The frightened peasants fell on their knees and begged for mercy. He made them give up their leaders, including his former friends, and they were all put to the sword. After that there was peace in Dalecarlia.
Gustav Vasa’s long reign ended in 1560. Like his enemy, Christian II, he was a strange mixture of contradictions. He was brave in battle, wise in council, pious, if not a saint, clean, and merciful when mercy fitted into his plans. His enemies called him a greedy, suspicious despot. Greedy he was. More than eleven thousand farms were confiscated by the crown during his reign, and he left four thousand farms and a great fortune to his children as his personal share. But historians have called him “the great housekeeper” who found waste and loss and left an ordered household. He gave all for Sweden, and all he had was at her call.
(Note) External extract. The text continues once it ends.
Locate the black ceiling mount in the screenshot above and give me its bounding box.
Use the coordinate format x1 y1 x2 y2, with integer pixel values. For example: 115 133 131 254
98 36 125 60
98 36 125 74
It was share and share alike, in his view. Despotic he could be, too. L’état c’est moi might have been said by him. But he did not exploit the state; he built it. He fashioned Sweden out of a bunch of quarrelsome provincial governments into a hereditary monarchy, as the best way—indeed, the only way then—of giving it strength and stability. He was suspicious because everybody had betrayed him, or had tried to. With all that, his steady purpose was to raise and enlighten his people and make them keep the peace, if he had to adopt the Irishman’s plan of keeping it himself with an axe. He was the father of a line of great warriors. Gustav Adolf was his grandson.
Gustav Vasa bidding his People Good-by
Bent under the burden of years, he bade his people good-by at the Diet of Stockholm, a few weeks before his death. His old eloquence rings unimpaired in the farewell. He thanked God, who had chosen him as His tool to set Sweden free from thralldom. Almost might he liken himself to King David, whom God from a shepherd had made the leader of his people. No such hope was in his heart when, forty years before, he hid in the woods from a bloodthirsty enemy. For what he had done wrong as king, he asked the people’s pardon; it was not done on purpose. He knew well that many thought him a hard ruler, but the time would come when they would gladly dig him up from his grave if they only could. And with that he went out, bowing deeply to the Diet, the tears streaming down his face.
They saw him no more; but on his tomb the Swedish people, forgetting all else, have written that he was the “Father of his Country.”